Après cette OPA sans précédent, la Commission des opérations de bourse
(qui deviendra en 2003 l’Autorité des marchés financiers) imposera à
tout acheteur de 33 % des actions d’une société cotée de lancer une OPA
sur un minimum de 66 % du capital. « Pour préserver les intérêts des
actionnaires minoritaires », se justifie la Commission.
Désormais à la tête de marques telles que Louis Vuitton, Moët & Chandon,
Givenchy, Guerlain, Kenzo, celui qui a complété sa collection par
l’acquisition de l’horloger Bulgari en 2011 se targue de posséder une
fortune de 28,96 milliards d’euros. Soit deux fois le déficit de la
Sécurité sociale.
Une fortune qui ne cesse d’enfler et qui a même bondi de 3 milliards de
dollars en 2008, lors de la crise des subprimes qui avait taclé un court
instant les milieux financiers. Ce n’est pas le cas des salariés qui
fabriquent les produits de luxe et grâce au travail desquels Arnault
réalise une plus-value démultipliée. À l’image de ces 300 ouvrières de
la Commerciale de maroquinerie (CDM) qui fabriquent des sacs à main pour
Louis Vuitton en sous-traitance et dont les salaires n’excèdent pas
1 400 euros. L’entreprise, qui appartient à la famille Gaillard, réalise
déjà de copieux bénéfices, au dire du syndicaliste CGT Pierre Bertoux,
avant même que les sacs à main ne soient vendus dans les enseignes Louis
Vuitton appartenant à Arnault. Une situation dont les salariées ont pris
conscience collectivement en créant un syndicat CGT, il y a un an, et
qui ont entamé une grève pour la première fois le 25 juin, à la suite
des annonces d’évolution des salaires : 0,8 % d’augmentation au lieu des
10 % revendiqués par les ouvrières. Car, bien avant que Bernard Arnault
ne s’autoverse des dividendes somptuaires, ne s’octroie des
stock-options royales ou n’élude les droits de succession de ses
enfants, il lui faut extorquer un maximum de plus-value sur le travail,
à la base de toute production de richesse. Une fois cet argent engrangé,
le PDG de LVMH le fait prospérer. Quitte à se retrouver sous les feux
des médias comme lorsque les 11 sociétés belges de son groupe ayant vu
leur actif augmenter de 14, 4 milliards d’euros entre 2008 et 2010 lui
ont donné l’idée de devenir sujet du roi des Belges. Une révélation
qu’avait faite, en 2012, le Parti du travail de Belgique (PTB).

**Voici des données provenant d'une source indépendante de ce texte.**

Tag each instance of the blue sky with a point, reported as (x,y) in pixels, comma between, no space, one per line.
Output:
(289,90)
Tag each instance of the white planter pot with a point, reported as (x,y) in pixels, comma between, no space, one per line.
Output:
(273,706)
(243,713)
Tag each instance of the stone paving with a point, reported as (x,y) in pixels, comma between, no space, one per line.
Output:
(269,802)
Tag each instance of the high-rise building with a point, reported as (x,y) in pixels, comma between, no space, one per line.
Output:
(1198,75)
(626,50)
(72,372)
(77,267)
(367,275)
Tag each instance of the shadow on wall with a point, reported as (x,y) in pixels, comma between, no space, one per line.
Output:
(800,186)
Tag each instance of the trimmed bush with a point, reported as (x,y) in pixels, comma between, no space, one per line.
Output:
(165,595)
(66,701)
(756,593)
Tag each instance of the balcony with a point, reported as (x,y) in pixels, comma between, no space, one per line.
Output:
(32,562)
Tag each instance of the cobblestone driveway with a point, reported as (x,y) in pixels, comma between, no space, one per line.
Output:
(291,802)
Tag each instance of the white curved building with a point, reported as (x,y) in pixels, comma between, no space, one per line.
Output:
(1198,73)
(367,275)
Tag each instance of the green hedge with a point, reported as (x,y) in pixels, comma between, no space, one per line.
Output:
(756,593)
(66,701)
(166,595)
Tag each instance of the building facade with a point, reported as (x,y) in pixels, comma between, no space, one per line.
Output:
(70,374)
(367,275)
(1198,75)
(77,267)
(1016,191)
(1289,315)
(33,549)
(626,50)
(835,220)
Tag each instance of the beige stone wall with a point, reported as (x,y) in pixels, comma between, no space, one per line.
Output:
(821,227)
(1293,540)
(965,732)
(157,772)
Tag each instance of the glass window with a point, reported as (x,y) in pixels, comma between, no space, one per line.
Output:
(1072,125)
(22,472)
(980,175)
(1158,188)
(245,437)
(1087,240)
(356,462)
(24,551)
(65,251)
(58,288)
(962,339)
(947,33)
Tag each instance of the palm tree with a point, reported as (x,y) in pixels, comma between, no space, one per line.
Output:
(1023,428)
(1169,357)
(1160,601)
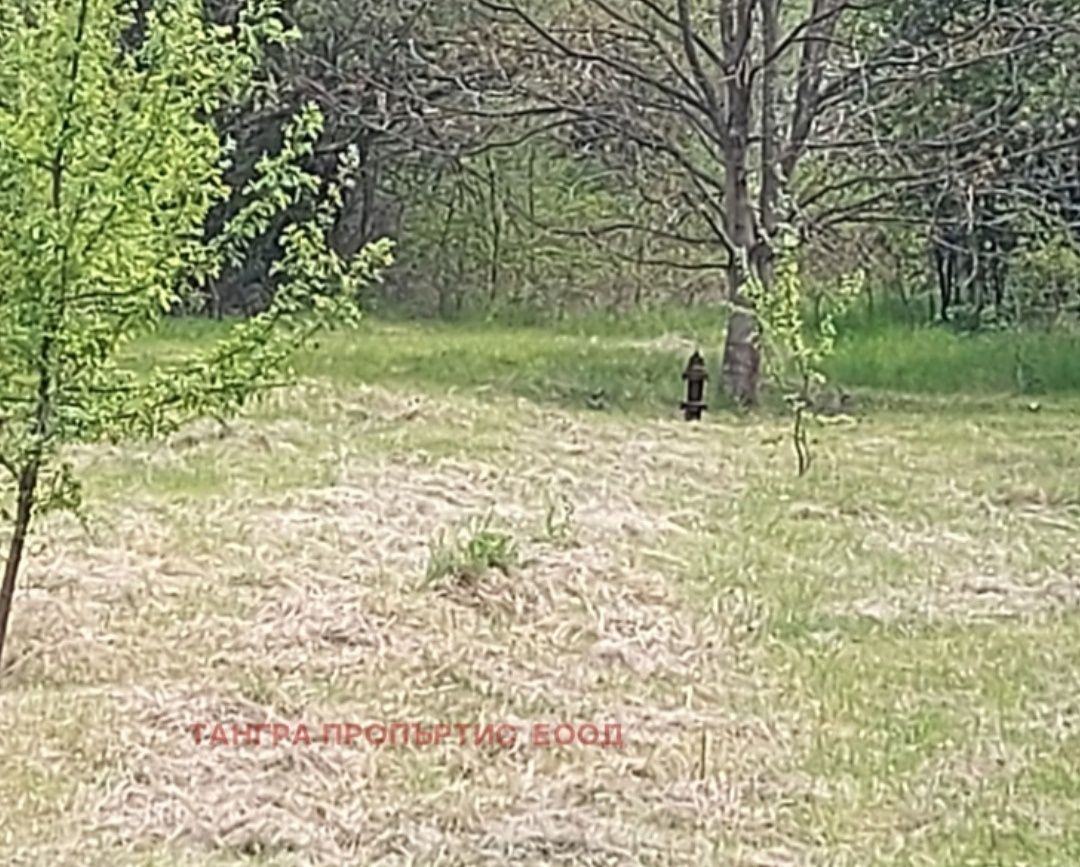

Aujourd’hui, il cumule la profitabilité de ses sociétés avec une
optimisation fiscale de choc qui consiste à préparer sa succession
astucieusement. Car, pour une fortune d’une trentaine de milliards
d’euros, les droits de succession s’élèveraient à quelque 13 milliards
d’euros. N’imaginant pas un seul instant que ses enfants devront céder
des actifs du groupe pour régler la facture, il a manœuvré afin de
bénéficier de multiples décotes permises par la loi. Ce qui réduit les
droits de succession à seulement 6,5 % de la valeur du groupe, au lieu
de 45 %. Un paysan qui veut transmettre sa ferme et ses terres à ses
successeurs pour qu’ils y travaillent n’aura pas un taux aussi réduit.